Let the guys know that the surf will be rough due to the hurricane passing off the coast -- three to nine foot swells! They may want to try the back bay instead.


----------



## cocoflea (Aug 1, 2002)

Try this link for hotels:

http://hotel-guides.us/north-carolina/kill-devil-hills-nc-hotels.html


----------



## cocoflea (Aug 1, 2002)

Sorry wrong link try this one:

http://www.virtualnjshore.com/


----------



## Topsailbum (Apr 10, 2003)

hah cocoflea ya one upped me bro........never saw that link before.
even i learned something today. thanks david


----------



## Duke of Fluke (May 22, 2002)

Hey guys I thinkl she means Avalon NJ! No true pier there, but there is the famous 8tth street jetty which was recently extended. The local sod banks around Townsend and Hereford inlets are worth a try. Corsons inlet is not too far away....Heck, it is all a matter of how far you want to drive. I do suggest they fish the back side this weekend due to the hurricane. They will probably fare much better after dark throwing lures for striper. Day time fishing may produce some short fluke or possibly blues.


----------



## Topsailbum (Apr 10, 2003)

OOPS!!!!!! my bad........... was just trying to help


----------



## Duke of Fluke (May 22, 2002)

We'll forgive ya Topsail!


----------



## Eric G (Nov 15, 2000)

There is a pier in Avalon, NJ however, it is a private membership pier. You can call the pier (see the NJ HOtspots) to see if they will allow you to fish with a member.

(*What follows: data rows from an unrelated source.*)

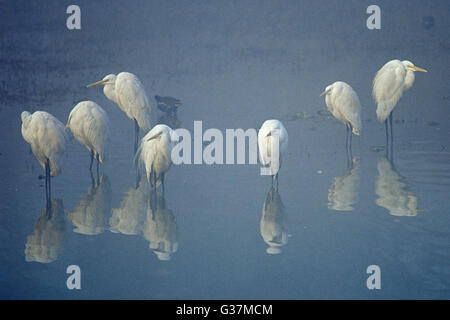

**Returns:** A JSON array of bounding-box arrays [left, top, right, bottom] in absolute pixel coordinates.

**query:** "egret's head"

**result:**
[[146, 125, 174, 142], [87, 74, 117, 87], [320, 84, 333, 97], [402, 61, 427, 73], [21, 111, 31, 122]]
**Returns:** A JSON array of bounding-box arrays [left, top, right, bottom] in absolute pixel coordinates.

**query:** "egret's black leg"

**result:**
[[134, 119, 139, 156], [276, 172, 279, 190], [135, 167, 140, 189], [385, 119, 389, 159], [89, 149, 94, 172], [349, 125, 353, 157], [389, 112, 394, 163], [150, 166, 155, 190], [45, 162, 49, 202], [96, 153, 100, 177], [161, 173, 165, 197], [45, 159, 51, 203], [345, 124, 350, 155]]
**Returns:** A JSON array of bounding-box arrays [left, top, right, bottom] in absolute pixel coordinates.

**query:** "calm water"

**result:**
[[1, 0, 449, 299]]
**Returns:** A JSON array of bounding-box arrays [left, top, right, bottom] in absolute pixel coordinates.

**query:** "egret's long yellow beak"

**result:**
[[320, 89, 330, 97], [412, 66, 427, 72], [147, 131, 162, 141], [65, 123, 69, 130], [87, 79, 108, 87]]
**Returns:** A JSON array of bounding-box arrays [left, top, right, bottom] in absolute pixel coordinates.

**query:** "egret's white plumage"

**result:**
[[21, 111, 66, 177], [137, 124, 178, 188], [88, 72, 154, 132], [373, 60, 427, 123], [258, 120, 288, 177], [66, 100, 111, 165], [320, 81, 362, 135]]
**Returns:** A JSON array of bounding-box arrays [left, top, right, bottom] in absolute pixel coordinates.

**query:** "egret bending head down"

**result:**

The beach may be rocking and rolling this week/weekend with hurricane swells and spring tides.

Search the internet with Cpae May County Chamber of Commerce site or Avalon, NJ homepage has some great links. "Beachcomber" site also has some great links for Avalon lodging.

Some Avalon hotels off the top of my head:
The Mirage 1-800-458-6008
Golden Inn 609-368-5155
Deseert Sand 609-368-5133

Area Tackle shops for fish info
Avalon Anchorage Marina
Avalon Hodge Podge Biat & Tackle (www.avalonhp.com)
Moran's Dockside at the Avalon Sportfishing Center
all the above has web sites.


----------